I have a cluttered life, with many responsibilities and children begging me for keyboard time. Writer's Block is something I just can't afford. Usually, I wrote at my keyboard, on scraps of paper during minutes caught here and there, and after a big splurge and a gift from a friend, typing on my IPad.
If I get stuck on something, I begin my writing time by spewing my frustration and lack of motivation on the page, all my excuses, all my struggles with the writing. Usually two or three pages of that clears up the blockage. If not, I do it the next day, and on and on until I'm all cleaned out, just like eating dried figs keeps me clear with all that constipation matzo at Passover.
But trust me, I'm not perfect. As I posted to a new member of She Writes, a poet and professor named Brande McCleese, I've been stuck on something I started writing eight years ago, then stopped abruptly, perhaps when a baby was born. The writing shows a very clear vision, the characters pop, it's funny and different, and it's also an exploration of ethical approaches to life. You know how you can reread your work after a long time and it's startlingly fresh? You sort of remember writing it, but all the insecurities of yesterday's page--is it good, does it work, did I solve the problems--they're all gone and instead, you just read and enjoy, like it's somebody else's book?
And then, I stopped. About eighty pages in. Though I do remember the overarching plot I had, I have no idea what I wanted to do with two subplots. I've been researching ideas for one, but I've hesitated with moving in and doing the work. The vision was so clear, the characters seemed alive. Like real people. I don't want to "get them wrong," a mind-set that is the kiss of death when you're doing anything creative, because in creativity, there is no "right" way. Picking up Mr. Salt and Mrs. Pepper and having them talk to one another, using that four-year-old pretending voice, "how bout if you are the baby and I am the big sister," playing in the mud and coming up dirty really are the only answer to a creative struggle--making mistakes, trying this, trying that, saying the magic words--"what if?"

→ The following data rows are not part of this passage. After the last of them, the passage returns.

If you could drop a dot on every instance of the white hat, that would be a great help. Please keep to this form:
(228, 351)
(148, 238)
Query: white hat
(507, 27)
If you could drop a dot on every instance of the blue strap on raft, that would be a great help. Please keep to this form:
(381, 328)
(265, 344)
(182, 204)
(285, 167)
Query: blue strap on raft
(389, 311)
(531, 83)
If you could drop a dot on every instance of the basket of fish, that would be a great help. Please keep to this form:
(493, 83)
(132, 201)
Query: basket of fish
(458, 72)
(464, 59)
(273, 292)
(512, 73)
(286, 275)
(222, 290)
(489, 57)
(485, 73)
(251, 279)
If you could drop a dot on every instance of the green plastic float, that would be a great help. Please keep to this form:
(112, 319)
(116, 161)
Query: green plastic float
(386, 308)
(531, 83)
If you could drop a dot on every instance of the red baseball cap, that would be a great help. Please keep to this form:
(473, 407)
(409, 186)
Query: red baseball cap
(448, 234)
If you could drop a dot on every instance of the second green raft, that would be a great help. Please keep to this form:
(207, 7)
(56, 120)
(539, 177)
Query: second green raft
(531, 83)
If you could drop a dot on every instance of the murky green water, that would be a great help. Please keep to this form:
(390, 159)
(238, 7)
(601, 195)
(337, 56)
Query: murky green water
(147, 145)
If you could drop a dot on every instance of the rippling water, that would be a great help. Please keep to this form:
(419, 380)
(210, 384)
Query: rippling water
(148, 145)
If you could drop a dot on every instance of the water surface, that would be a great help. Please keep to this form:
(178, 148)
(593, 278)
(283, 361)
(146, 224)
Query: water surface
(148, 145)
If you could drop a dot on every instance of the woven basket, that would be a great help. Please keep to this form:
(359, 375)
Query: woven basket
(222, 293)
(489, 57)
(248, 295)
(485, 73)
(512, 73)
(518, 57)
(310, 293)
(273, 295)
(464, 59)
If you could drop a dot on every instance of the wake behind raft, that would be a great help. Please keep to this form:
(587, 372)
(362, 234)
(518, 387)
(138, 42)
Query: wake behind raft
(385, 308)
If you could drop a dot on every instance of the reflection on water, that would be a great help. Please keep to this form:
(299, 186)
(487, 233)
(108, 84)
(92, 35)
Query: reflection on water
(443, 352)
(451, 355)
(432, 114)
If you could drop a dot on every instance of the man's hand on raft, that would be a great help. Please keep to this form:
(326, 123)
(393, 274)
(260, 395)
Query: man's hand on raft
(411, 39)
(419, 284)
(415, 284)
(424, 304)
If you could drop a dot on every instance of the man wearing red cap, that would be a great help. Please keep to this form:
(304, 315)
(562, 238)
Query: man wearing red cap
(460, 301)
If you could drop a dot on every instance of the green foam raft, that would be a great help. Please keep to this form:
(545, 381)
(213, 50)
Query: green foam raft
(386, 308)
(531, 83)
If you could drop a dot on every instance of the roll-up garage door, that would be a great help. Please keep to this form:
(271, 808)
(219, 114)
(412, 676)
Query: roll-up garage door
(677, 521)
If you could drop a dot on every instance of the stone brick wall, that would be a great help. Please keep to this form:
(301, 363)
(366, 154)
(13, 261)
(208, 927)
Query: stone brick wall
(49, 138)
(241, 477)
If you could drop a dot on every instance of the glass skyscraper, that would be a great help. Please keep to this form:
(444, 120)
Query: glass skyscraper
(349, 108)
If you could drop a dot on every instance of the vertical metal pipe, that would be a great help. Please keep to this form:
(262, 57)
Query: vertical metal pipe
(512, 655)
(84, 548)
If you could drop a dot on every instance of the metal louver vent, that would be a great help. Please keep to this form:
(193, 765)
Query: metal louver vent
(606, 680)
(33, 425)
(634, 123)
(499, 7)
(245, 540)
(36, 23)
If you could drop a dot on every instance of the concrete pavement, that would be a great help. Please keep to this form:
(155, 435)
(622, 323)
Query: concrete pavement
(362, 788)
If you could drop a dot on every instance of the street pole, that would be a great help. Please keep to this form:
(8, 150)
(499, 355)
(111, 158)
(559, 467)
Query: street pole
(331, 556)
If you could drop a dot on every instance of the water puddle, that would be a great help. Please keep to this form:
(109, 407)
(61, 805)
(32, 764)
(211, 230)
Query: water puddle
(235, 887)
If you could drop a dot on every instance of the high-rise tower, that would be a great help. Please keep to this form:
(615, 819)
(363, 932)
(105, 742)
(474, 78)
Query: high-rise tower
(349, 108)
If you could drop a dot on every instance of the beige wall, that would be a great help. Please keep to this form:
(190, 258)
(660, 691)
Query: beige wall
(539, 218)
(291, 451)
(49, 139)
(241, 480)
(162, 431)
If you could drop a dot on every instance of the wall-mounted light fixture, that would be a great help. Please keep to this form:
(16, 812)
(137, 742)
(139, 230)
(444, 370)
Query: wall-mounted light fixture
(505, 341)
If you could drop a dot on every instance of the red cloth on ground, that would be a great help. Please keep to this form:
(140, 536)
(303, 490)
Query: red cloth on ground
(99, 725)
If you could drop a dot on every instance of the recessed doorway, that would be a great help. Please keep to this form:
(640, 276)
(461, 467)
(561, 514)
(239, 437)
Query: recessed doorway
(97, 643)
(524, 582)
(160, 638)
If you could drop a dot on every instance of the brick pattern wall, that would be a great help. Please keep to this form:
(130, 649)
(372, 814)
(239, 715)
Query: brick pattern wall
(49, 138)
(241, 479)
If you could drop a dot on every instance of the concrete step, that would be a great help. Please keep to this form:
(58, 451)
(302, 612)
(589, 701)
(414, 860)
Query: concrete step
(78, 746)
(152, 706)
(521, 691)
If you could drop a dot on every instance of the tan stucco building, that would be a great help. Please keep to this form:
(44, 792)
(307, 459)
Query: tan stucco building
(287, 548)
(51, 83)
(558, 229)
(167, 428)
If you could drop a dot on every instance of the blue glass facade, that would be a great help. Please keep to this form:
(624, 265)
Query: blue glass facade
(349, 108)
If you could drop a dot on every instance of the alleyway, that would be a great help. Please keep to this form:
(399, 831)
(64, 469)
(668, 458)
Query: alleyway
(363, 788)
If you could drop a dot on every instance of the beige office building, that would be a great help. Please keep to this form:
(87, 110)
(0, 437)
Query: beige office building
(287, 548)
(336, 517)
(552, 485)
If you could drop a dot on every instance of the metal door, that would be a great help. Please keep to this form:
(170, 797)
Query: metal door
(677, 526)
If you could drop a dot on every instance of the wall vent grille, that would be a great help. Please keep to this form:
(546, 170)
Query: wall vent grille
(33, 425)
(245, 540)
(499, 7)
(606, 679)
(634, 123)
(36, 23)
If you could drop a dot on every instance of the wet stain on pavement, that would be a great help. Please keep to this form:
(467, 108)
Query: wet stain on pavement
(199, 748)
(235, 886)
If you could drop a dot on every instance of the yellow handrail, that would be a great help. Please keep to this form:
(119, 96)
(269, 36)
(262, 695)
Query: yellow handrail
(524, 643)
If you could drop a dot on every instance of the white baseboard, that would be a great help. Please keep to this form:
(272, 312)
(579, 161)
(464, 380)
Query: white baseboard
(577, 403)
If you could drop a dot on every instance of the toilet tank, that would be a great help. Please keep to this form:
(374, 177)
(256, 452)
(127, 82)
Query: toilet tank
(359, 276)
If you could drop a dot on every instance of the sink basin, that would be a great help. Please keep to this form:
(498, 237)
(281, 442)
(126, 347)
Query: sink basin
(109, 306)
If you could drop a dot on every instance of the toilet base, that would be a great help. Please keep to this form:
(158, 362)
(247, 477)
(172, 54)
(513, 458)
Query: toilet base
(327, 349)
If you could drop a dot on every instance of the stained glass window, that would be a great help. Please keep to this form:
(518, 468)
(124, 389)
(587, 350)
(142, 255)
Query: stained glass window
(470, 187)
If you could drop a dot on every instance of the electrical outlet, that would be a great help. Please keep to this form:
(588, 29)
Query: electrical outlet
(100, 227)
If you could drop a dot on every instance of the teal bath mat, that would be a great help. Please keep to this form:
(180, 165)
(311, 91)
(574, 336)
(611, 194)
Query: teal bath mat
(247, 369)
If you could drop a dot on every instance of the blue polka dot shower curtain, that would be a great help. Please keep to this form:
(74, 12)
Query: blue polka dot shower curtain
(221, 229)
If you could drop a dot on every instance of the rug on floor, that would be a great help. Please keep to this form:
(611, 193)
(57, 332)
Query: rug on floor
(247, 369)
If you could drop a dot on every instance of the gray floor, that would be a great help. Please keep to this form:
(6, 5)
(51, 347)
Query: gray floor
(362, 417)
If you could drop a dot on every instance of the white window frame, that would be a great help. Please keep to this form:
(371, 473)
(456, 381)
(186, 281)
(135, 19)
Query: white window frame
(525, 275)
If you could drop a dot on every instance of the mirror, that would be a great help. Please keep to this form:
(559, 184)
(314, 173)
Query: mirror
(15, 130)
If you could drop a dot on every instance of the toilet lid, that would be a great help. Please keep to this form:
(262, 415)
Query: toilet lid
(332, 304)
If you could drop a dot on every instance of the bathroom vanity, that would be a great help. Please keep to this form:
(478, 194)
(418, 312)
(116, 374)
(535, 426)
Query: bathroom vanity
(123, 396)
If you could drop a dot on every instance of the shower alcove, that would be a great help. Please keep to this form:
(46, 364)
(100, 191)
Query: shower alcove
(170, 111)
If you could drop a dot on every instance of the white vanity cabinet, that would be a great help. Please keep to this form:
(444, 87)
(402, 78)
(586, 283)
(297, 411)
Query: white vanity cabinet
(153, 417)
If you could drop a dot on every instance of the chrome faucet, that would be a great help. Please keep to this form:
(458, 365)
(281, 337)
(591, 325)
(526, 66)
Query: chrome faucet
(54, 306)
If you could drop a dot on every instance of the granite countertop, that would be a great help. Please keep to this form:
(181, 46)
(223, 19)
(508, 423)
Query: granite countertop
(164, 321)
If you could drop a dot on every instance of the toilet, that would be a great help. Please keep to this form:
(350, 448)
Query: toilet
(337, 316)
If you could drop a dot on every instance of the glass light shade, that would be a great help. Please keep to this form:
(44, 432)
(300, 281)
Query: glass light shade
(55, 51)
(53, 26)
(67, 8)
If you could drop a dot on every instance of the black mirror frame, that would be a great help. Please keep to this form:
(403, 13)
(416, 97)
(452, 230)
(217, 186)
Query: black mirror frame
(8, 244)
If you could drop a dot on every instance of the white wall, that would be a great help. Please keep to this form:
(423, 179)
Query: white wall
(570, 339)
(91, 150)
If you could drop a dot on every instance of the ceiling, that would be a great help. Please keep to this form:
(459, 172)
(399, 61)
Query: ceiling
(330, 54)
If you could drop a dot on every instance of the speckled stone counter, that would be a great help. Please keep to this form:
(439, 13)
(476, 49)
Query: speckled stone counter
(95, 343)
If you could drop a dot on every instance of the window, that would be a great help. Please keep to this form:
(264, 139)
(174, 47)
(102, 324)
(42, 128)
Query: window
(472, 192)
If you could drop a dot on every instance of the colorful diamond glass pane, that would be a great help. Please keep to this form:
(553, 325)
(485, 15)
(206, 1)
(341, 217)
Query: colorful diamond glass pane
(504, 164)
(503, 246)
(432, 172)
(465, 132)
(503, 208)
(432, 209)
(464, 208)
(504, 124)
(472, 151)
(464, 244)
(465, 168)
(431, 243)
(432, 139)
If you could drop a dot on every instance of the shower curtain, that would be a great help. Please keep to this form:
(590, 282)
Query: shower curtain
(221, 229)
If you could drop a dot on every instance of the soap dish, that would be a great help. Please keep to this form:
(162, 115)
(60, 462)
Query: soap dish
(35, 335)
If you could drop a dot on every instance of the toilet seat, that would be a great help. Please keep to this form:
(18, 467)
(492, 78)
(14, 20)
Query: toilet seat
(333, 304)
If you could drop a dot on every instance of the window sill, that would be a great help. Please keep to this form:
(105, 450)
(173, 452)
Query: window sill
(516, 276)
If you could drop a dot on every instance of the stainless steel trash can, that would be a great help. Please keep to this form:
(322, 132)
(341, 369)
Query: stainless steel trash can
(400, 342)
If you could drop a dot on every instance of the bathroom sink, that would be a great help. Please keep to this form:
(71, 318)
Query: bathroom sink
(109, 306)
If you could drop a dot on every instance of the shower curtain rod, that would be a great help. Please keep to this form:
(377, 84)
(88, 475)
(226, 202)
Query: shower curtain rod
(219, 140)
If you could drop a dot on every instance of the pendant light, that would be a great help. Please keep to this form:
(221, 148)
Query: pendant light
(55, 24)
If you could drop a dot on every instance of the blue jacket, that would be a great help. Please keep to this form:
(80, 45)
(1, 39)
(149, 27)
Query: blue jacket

Instead, I've been thinking I had to buy an old keyboard for my old computer to see if I had any notes,
or spend more funds to get somebody to pull drafts off two old computers, a used laptop that's from that time or the desktop. Honestly, that's why I've been blogging almost every day. I have submitted my massive, complex manuscript to my dream publisher as well as a delightful and hard-working agent with vision, sending my great hulking baby off into the deep, echoing tunnel of not knowing their response. I have been working to research and query at least one other agent a day. (Though that's not always possible, I love research and learning about people, so it's actually interesting and fun--and nerve-wracking, of course.)
Maybe, though, I just need to hit my existing keyboard several days in a row and write out my frustration. What if the two almost sisters are really. . .
What do you do to when you're stuck? Anybody have any suggestions?